Ein weiterer, ohrenbetäubender Trompetenstoß ertönte aus dem dumnonischen Zentrum, und ihre leichten Streitwagen setzten zum Galopp an, um Maiduns rechte Flanke zu umgehen und die Infanterie aufzureiben. Lowa biss missmutig die Zähne zusammen. Genau das hatte sie von Samalur erwartet, nur nicht so schnell. Wenn die Streitwagen der Dumnonier ihre rechte Flanke umgingen, dann war ihr Plan Geschichte und sie alle tot. Das würde eine knappe Angelegenheit werden.
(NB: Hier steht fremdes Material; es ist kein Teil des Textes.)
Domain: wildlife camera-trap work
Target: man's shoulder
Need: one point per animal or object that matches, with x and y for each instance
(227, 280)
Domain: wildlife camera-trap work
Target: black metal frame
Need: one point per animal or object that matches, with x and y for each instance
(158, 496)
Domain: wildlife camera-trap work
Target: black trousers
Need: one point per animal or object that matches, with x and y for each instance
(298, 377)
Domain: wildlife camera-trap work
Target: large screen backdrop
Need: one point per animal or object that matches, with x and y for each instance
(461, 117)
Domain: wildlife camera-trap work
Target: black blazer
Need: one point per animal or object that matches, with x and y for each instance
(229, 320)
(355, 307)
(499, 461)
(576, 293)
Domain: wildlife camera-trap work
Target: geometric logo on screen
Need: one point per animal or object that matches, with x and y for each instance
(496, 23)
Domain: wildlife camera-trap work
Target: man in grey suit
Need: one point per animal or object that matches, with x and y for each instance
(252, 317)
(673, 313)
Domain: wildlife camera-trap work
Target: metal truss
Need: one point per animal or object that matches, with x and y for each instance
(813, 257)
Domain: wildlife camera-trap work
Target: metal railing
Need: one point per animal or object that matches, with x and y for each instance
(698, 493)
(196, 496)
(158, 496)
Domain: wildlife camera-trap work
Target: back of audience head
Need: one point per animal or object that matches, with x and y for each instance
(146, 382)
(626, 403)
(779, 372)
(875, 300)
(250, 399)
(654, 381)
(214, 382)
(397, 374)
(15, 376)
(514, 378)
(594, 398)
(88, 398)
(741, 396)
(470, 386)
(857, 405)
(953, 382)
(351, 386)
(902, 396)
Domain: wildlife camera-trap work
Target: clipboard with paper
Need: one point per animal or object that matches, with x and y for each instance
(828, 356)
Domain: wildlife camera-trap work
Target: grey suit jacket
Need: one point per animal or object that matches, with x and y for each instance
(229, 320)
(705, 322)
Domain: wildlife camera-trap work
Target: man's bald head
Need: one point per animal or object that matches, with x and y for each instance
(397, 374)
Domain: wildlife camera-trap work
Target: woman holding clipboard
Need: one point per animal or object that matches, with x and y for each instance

Zur Linken hatten die Streitwagenkämpfer ihre Speere aufgebraucht. Sie hatten Hunderte Dumnonier getötet oder verwundet, aber das war nur ein verschwindend geringer Teil ihrer Armee, und die Schlacht war noch lange nicht vorbei. Zeitgleich mit dem Trompetenstoß, der die leichten Streitwagen Dumnonias zur Linken geschickt hatte, hatten sich auch Tausende Fußsoldaten auf der Rechten in Bewegung gesetzt, mit Schilden und schweren Eisenschwertern bewaffnet.
Die Streitwagen Maiduns brachten sich im leichten Galopp in Sicherheit. Genau wie die Fußsoldaten Maiduns zogen sie sich nicht nur einfach zurück, sondern auch weg vom Zentrum, was ihre Front in die Breite zog.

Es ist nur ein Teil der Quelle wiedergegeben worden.